Best strategy to use HAML template with Backbone.js
I know you already mentioned it but I would suggest using haml-js with Jammit. Simply include haml.js in your javascripts and in your assets.yml add template_function: Haml
as well as including your template files in to a package. e.g.
javascript_templates: - app/views/**/*.jst.haml
Then in your views you can include this package (= include_javascripts :javascript_templates
) and Jammit will package any .jst.haml files in to window.JST['file/path']
. (If you view page source you should see a javascript file like <script src="/assets/javascript_templates.jst" type="text/javascript"></script>
)
To use these templates simply call one of those JSTs Jammit created. i.e.
$('div').html(JST['file/path']({ foo: 'Hello', bar: 'World' }));
And Jammit will use the Haml-js template function function to render the template.
Note: Be sure to point to the github repo of Jammit in your Gemfile to get the latest version that supports newline characters necessary for haml-js to work.
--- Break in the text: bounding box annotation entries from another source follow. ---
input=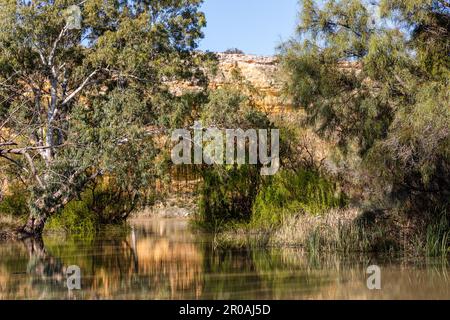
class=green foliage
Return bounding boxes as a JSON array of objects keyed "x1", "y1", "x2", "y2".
[
  {"x1": 0, "y1": 184, "x2": 29, "y2": 217},
  {"x1": 280, "y1": 0, "x2": 450, "y2": 216},
  {"x1": 252, "y1": 169, "x2": 346, "y2": 226},
  {"x1": 199, "y1": 165, "x2": 261, "y2": 231},
  {"x1": 47, "y1": 194, "x2": 99, "y2": 236},
  {"x1": 200, "y1": 85, "x2": 272, "y2": 230},
  {"x1": 0, "y1": 0, "x2": 207, "y2": 233}
]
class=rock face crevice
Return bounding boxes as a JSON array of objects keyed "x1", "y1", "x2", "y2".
[{"x1": 210, "y1": 53, "x2": 292, "y2": 114}]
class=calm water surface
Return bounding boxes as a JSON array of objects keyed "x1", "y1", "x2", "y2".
[{"x1": 0, "y1": 219, "x2": 450, "y2": 299}]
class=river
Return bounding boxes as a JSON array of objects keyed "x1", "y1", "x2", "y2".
[{"x1": 0, "y1": 218, "x2": 450, "y2": 300}]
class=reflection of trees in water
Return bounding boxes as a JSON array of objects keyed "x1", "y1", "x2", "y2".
[
  {"x1": 0, "y1": 220, "x2": 203, "y2": 299},
  {"x1": 0, "y1": 221, "x2": 450, "y2": 299}
]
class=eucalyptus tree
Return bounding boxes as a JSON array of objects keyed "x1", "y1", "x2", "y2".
[
  {"x1": 281, "y1": 0, "x2": 450, "y2": 213},
  {"x1": 0, "y1": 0, "x2": 205, "y2": 236}
]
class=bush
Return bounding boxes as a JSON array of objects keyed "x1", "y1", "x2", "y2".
[
  {"x1": 0, "y1": 184, "x2": 28, "y2": 217},
  {"x1": 252, "y1": 169, "x2": 347, "y2": 226},
  {"x1": 199, "y1": 165, "x2": 261, "y2": 231}
]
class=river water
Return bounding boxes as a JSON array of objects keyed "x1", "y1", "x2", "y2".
[{"x1": 0, "y1": 218, "x2": 450, "y2": 299}]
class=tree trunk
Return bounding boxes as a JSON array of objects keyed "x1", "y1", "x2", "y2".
[{"x1": 20, "y1": 211, "x2": 47, "y2": 238}]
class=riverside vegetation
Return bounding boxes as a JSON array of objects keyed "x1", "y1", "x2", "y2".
[{"x1": 0, "y1": 0, "x2": 450, "y2": 256}]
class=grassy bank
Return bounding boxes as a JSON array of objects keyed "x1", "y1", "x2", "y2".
[{"x1": 214, "y1": 208, "x2": 450, "y2": 256}]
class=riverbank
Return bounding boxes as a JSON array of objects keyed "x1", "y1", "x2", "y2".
[{"x1": 214, "y1": 208, "x2": 450, "y2": 256}]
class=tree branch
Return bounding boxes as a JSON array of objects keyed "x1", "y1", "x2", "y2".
[{"x1": 62, "y1": 69, "x2": 98, "y2": 105}]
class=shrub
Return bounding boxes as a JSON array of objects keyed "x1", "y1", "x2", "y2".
[{"x1": 252, "y1": 169, "x2": 347, "y2": 226}]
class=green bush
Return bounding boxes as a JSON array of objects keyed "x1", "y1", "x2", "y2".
[
  {"x1": 199, "y1": 165, "x2": 261, "y2": 231},
  {"x1": 252, "y1": 169, "x2": 347, "y2": 226},
  {"x1": 0, "y1": 184, "x2": 28, "y2": 217},
  {"x1": 46, "y1": 194, "x2": 99, "y2": 235}
]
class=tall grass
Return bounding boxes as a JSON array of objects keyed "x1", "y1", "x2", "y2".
[{"x1": 252, "y1": 169, "x2": 346, "y2": 227}]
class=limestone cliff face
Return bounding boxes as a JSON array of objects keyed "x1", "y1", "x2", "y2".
[{"x1": 210, "y1": 53, "x2": 291, "y2": 114}]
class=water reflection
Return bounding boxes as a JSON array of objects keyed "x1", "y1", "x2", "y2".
[{"x1": 0, "y1": 219, "x2": 450, "y2": 299}]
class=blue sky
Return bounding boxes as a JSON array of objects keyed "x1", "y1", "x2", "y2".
[{"x1": 200, "y1": 0, "x2": 299, "y2": 55}]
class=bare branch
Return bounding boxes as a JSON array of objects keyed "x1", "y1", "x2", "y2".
[{"x1": 62, "y1": 70, "x2": 98, "y2": 105}]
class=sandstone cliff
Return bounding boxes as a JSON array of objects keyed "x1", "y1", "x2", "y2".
[{"x1": 210, "y1": 53, "x2": 291, "y2": 114}]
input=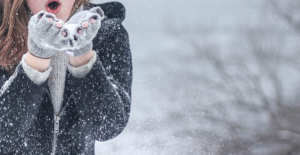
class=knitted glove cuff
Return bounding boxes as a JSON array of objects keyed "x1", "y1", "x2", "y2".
[
  {"x1": 68, "y1": 51, "x2": 97, "y2": 78},
  {"x1": 21, "y1": 54, "x2": 52, "y2": 85},
  {"x1": 28, "y1": 39, "x2": 55, "y2": 59}
]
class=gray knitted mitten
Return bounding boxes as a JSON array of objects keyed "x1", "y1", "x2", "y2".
[
  {"x1": 28, "y1": 11, "x2": 70, "y2": 58},
  {"x1": 64, "y1": 7, "x2": 104, "y2": 56}
]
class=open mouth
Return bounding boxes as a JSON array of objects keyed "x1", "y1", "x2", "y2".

I'm about to give haml-coffee a shot. (no pun intended) I can't sing the praises of coffeescript enough; plus it's a default now in Rails 3.1. Now I can embed coffeescript within my favorite templating language, and pre-compile the lot.
Oh, the joy.. now to get it to work.
I know this would somewhat going around the question but here we go :)
I my rails app I use haml for all views on the backend. It is awesome. For some reasons (mainly i18n), I do not like to use templates on the client side. This is how I do it:
- create all your template in ruby haml and store them into script tag with a funky type (i use text/js-template). This will create prerendered html that you can play with with jquery and backbone.
- when you create your backbone views, load the stored template and append it to your document
- Render your view by altering the preexisting template
You deal only with html and jQuery is awesome for that. For some views that do not requires i18n, I use underscore templating because it's already there.
As for haml templating performance, it seems mustache and handlebars are faster.